La gente pensa ai vaccini antinfluenzali in modo diverso: meno come una necessità medica e legale, e più come un prodotto stagionale, l’equivalente sanitario di un caffellatte alla zucca.
Una soluzione potrebbe essere ribaltare il messaggio pubblico dai fallimenti percepiti dell’iniezione ai suoi successi documentati. Diversi studi dimostrano che le persone che ricevono il vaccino antinfluenzale hanno meno probabilità di ammalarsi gravemente; con il vaccino antinfluenzale a bordo, il rischio di essere ricoverati scende del 37%. Le persone che sono state vaccinate ma vengono ricoverate con l’influenza hanno l’82% di probabilità in meno di essere ricoverate in terapia intensiva. Se sono stati vaccinati e sono ancora abbastanza malati da aver bisogno di una terapia intensiva, il loro soggiorno sarà probabilmente più breve di diversi giorni. Gli effetti sono particolarmente forti per le donne incinte, che hanno il 40% in meno di probabilità di essere ricoverate per i sintomi dell’influenza, e per i bambini, che hanno due terzi di probabilità in meno di morire di influenza quando sono vaccinati.
Queste statistiche sono potenti, ma costituiscono un messaggio più complicato di una semplice garanzia di protezione. E illustrano una difficoltà inerente a quasi tutta la comunicazione di crisi: è più facile spaventare le persone con un resoconto di una malattia terrificante che attirarle con un ritratto calmo di niente andato storto.

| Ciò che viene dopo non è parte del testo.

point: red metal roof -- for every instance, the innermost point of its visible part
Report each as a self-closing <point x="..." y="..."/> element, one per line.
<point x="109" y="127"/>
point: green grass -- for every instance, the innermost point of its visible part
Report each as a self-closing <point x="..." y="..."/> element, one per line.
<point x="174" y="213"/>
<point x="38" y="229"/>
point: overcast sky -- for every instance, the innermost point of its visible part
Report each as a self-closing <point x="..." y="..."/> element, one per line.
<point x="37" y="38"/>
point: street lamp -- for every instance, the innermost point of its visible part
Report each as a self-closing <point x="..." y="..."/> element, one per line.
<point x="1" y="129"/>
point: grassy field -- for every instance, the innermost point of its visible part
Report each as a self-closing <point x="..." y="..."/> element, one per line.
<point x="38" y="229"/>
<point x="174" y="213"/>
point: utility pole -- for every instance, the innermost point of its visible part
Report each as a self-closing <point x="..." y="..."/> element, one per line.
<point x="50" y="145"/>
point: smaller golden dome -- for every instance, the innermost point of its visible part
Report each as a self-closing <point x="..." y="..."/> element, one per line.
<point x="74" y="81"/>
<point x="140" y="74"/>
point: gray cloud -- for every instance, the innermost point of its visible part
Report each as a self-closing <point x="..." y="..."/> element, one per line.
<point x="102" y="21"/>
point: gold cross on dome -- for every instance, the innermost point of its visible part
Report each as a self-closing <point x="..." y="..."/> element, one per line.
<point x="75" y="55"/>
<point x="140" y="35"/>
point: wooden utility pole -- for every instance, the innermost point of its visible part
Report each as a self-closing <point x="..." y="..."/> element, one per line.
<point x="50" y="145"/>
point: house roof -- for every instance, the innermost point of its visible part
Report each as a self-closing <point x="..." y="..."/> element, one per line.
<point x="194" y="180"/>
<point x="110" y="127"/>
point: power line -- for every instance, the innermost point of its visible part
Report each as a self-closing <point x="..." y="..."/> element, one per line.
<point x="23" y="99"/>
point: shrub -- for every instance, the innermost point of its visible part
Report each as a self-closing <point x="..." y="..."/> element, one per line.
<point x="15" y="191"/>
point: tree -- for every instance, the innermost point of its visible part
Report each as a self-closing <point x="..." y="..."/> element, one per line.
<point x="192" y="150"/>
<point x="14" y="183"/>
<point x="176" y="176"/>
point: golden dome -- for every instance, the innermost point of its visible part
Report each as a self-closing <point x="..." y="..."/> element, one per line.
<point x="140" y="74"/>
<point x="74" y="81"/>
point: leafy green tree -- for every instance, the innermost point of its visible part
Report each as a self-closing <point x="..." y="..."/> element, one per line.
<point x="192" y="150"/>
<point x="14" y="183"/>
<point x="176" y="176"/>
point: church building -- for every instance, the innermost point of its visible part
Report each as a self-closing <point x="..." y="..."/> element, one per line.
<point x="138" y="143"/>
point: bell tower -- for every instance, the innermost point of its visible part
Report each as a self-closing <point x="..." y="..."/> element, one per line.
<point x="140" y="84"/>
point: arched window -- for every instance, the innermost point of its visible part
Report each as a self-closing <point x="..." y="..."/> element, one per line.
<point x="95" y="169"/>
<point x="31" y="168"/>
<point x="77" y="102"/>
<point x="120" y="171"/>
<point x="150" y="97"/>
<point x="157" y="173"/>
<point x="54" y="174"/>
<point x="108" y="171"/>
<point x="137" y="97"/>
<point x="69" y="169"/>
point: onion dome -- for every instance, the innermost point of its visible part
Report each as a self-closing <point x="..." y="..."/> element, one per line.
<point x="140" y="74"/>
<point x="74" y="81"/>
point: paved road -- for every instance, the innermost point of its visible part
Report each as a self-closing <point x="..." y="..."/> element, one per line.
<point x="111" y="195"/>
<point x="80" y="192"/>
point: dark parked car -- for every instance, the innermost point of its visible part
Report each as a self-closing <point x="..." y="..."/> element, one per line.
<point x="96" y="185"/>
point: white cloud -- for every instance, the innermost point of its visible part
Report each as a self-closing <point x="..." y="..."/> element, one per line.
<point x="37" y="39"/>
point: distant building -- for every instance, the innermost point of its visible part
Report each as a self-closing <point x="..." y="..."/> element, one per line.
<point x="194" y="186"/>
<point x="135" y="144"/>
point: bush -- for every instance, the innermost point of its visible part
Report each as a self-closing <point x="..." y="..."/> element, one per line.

Questo storytelling più sfumato è qualcosa verso cui la salute pubblica potrebbe muoversi.
“Cerchiamo di evitare di entrare nelle percentuali e nell’efficacia, e cerchiamo davvero di attingere al sentimento emotivo di ciò che la gente vuole per se stessa, o per i loro familiari o i loro cari”, dice Nicole Alexander-Scott, un medico che è direttore del Rhode Island Department of Health e presidente della Association of State and Territorial Health Officers. “
Il movimento anti-vaccinazione molto tempo fa ha colto il potere della narrazione, pubblicando conti emotivamente carichi di bambini che sono peggiorati dopo aver ricevuto i vaccini.
Sentire un funzionario della sanità pubblica considerare il potere della narrazione è un grande passo. Come campo è sospettoso degli aneddoti, diffidente del loro potere di persuasione senza dati. Non è insolito, come giornalista, sentire scienziati della salute pubblica di una certa età respingere una notizia sull’esperienza di un paziente come un “n di 1” – intendendo un numeratore di 1 su un denominatore di qualche presunto grande numero, o, tradotto dal gergo, come un aneddoto che non è statisticamente rappresentativo. Ma il giornalismo ha capito da tempo che gli aneddoti drammatici hanno il potere di far prestare attenzione alla gente – le storie della scorsa stagione hanno sottolineato che l’influenza può causare amputazioni, sepsi e insufficienza multiorgano. Il movimento anti-vaccinazione molto tempo fa ha sfruttato questo potere, pubblicando resoconti emotivamente carichi di bambini che sono regrediti nello sviluppo dopo aver ricevuto i vaccini.
Sarebbe soddisfacentemente simmetrico vedere la salute pubblica rivendicare quel potere. Schierare lo storytelling contro il pericolo sottovalutato dell’influenza potrebbe sembrare inaffidabile per gli scienziati, meno preciso dei numeri e delle percentuali che conferiscono credibilità. Ma dopo l’ultima stagione influenzale, sembra chiaro che le statistiche non sono un motivatore per la maggior parte delle persone. È possibile che lo siano le storie.